Hello,
We have problems with our Nexus version 3.28.0.
We are not 100% sure when it all started but I suspect it started when we deleted a raw repository containing a very large number of files (about 10 million). After we deleted the repository we also deleted the blob store containing only this deleted repository. After that we started to see out of memory error messages in nexus.log, making blob stores read only (appears after around 10-15 hours). We’ve increased the memory from 16G to 32G wich had little to no effect.
Before the out of memory error in nexus.log, I can see following getting written over and over in our gc log:
2021-01-12T12:09:01.414+0100: 17005.294: [Full GC (System.gc()) [PSYoungGen: 160K->0K(1312256K)] [ParOldGen: 2764589K->2661389K(2796544K)] 2764749K->2661389K(4108800K), [Metaspace: 177178K->177178K(1220608K)], 6.3275304 secs] [Times: user=23.60 sys=0.06, real=6.33 secs]
And nexus.log starting to write these messages:
2021-01-12 12:00:25,126+0100 INFO [elasticsearch[09F612E2-18103B3D-DBA65F31-B4037794-420B6B4F][scheduler][T#1]] *SYSTEM org.elasticsearch.monitor.jvm - [09F612E2-18103B3D-DBA65F31-B4037794-420B6B4F] [gc][old][16049][69] duration [7.8s], collections [1]/[8.4s], total [7.8s]/[6.8m], memory [2.7gb]->[2.7gb]/[3.9gb], all_pools {[young] [97mb]->[89.1mb]/[1.2gb]}{[survivor] [0b]->[0b]/[53mb]}{[old] [2.6gb]->[2.6gb]/[2.6gb]}
At this point the CPU is going bananas at 300%+ and we can see on the Nexus admin interface that the heap is running very low. Nexus can be in this state for a couple of hours before going out of memory and making blobs read only.

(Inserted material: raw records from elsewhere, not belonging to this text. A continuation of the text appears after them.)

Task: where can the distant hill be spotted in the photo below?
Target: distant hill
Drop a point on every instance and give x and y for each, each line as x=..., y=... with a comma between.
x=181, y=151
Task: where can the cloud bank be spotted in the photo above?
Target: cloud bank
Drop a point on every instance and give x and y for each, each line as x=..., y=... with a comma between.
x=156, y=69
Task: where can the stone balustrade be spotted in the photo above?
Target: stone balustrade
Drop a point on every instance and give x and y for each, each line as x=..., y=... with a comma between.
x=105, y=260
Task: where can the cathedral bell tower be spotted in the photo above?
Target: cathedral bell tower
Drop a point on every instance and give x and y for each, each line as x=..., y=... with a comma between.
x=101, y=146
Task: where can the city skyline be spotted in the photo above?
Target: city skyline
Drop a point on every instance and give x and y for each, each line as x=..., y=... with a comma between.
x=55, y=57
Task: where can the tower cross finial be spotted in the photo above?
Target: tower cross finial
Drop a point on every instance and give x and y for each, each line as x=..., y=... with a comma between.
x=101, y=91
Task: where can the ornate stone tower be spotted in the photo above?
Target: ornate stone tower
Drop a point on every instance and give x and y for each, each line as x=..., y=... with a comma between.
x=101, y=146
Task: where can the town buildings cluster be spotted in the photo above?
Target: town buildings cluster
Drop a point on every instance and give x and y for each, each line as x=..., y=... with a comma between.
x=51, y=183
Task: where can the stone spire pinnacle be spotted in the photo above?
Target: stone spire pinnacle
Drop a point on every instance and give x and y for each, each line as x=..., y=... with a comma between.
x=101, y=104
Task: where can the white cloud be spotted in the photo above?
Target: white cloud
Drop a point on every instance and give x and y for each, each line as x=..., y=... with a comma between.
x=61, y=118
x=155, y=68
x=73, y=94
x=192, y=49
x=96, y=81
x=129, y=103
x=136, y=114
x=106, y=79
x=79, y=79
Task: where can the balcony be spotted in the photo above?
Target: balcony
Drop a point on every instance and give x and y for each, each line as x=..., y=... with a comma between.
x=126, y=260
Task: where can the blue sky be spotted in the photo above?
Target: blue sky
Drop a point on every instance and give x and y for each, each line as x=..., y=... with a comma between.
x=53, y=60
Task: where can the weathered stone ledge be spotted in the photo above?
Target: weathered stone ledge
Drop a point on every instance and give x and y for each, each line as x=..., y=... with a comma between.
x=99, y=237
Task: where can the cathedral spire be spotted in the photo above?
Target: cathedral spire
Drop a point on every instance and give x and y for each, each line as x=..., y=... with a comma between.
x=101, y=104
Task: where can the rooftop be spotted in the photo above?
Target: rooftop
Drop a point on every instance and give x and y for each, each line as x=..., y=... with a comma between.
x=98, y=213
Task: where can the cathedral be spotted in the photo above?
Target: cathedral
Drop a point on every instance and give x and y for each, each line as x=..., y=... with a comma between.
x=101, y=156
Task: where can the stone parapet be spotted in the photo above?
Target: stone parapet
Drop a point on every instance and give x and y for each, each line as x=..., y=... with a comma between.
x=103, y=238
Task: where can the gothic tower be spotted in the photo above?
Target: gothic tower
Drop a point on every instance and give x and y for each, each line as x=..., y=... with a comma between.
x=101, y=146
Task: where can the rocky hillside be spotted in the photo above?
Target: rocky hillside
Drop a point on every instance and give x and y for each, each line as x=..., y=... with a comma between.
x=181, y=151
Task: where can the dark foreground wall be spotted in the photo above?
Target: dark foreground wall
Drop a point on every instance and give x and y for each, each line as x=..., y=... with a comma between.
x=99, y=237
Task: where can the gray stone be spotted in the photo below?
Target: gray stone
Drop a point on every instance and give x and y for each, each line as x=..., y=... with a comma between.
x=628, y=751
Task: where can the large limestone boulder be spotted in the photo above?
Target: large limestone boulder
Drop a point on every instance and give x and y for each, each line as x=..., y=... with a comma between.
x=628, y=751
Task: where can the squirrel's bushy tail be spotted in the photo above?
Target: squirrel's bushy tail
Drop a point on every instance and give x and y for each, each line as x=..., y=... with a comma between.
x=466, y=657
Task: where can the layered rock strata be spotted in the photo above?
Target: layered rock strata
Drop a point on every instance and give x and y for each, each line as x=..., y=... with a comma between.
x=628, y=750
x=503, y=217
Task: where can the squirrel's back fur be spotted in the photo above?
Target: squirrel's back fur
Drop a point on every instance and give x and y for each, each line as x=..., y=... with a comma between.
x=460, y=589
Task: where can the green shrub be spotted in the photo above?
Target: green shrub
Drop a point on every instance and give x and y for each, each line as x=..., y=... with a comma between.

We have tried running REBUILD INDEX * and repair in the orintdb component, it found some indexes to fix, now it doesn’t show any error when running “check database”.
We have had info messages in nexus.log showing that our big blob is not deleted because it is not found. I recreated the blob store with the same name from the UI and I can now see the old blob store containing over 10 million blobs (but “only” 97GB). I have run the compact blob store task that should remove everything in that blob store but it only removed about 750k blobs/11m. The task said it went OK.
Does anyone here have similar experiences that might give us a hint on how we can solve this? As I said, I’m not even sure it has something to do with the big deleted blob, it might be something else - any help would be grateful.